The researchers write in JAMA that they didn’t find any differences
in behavior between players and non-players, but Bellgowan told
Reuters Health that a smaller hippocampus is linked to depression,
schizophrenia and chronic traumatic encephalopathy (CTE).
There has been growing concern over whether the connection between
contact sports - like football - and CTE, which is a brain disease
known to affect some athletes who experience repeated hits to the
head, may extend to younger players.
“We keep hearing about retired football players having diseases that
relate back to smaller hippocampuses,” Bellgowan said. “Maybe this
is just the precursor of it.”
The symptoms of CTE, which tend to set in years after the last
traumas, often include memory loss, aggression and dementia.
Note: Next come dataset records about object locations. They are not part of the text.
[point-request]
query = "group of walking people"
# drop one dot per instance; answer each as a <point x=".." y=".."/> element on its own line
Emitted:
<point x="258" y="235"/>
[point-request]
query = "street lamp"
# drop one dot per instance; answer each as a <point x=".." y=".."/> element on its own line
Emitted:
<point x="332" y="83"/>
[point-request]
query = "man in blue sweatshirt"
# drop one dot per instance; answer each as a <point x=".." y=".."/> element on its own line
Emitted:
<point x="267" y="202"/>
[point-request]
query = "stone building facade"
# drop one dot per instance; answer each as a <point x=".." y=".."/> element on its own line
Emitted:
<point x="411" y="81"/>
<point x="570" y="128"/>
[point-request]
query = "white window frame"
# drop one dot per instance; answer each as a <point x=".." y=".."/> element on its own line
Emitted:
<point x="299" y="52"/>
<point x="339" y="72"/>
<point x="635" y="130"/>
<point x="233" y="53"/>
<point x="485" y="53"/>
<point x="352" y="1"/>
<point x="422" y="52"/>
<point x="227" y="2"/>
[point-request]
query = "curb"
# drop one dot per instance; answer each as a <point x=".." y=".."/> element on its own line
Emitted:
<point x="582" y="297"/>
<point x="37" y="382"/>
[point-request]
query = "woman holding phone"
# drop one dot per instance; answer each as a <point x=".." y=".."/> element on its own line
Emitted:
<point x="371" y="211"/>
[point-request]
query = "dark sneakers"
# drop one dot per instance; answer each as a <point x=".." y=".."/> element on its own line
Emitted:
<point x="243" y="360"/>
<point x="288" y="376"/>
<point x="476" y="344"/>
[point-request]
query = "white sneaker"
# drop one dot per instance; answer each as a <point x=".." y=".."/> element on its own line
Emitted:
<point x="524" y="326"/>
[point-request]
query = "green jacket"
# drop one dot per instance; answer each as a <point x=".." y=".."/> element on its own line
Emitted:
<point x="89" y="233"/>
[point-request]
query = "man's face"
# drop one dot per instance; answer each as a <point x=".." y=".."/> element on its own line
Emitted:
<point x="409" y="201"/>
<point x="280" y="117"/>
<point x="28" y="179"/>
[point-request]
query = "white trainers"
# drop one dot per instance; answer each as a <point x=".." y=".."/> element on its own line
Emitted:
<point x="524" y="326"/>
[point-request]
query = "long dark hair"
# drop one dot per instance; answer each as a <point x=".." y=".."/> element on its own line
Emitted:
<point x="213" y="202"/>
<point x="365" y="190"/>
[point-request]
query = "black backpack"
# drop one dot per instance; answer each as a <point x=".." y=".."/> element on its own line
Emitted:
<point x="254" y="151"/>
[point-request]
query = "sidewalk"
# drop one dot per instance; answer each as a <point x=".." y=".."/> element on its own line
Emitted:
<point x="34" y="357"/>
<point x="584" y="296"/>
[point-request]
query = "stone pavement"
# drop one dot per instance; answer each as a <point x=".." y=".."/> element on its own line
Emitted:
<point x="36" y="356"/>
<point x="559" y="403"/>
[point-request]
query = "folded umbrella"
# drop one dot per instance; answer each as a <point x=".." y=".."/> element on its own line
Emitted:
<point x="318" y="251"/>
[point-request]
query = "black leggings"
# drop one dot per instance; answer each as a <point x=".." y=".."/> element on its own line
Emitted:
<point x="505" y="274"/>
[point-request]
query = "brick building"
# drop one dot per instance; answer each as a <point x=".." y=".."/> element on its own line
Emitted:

Between June 2011 and August 2013 the researchers recruited 25
college football players who had been diagnosed with a concussion,
25 players without a history of diagnosed concussion and 25 similar
young men who had never played.
The participants had magnetic resonance imaging (MRI) of their
brains and researchers used the images to measure the volume of
certain brain regions. The athletes also took a computerized test to
assess their cognitive abilities.
The researchers found that college athletes had hippocampuses
between 17 percent and 26 percent smaller than non-athletes. Those
who had been diagnosed with concussions also had smaller
hippocampuses than the players without past concussions.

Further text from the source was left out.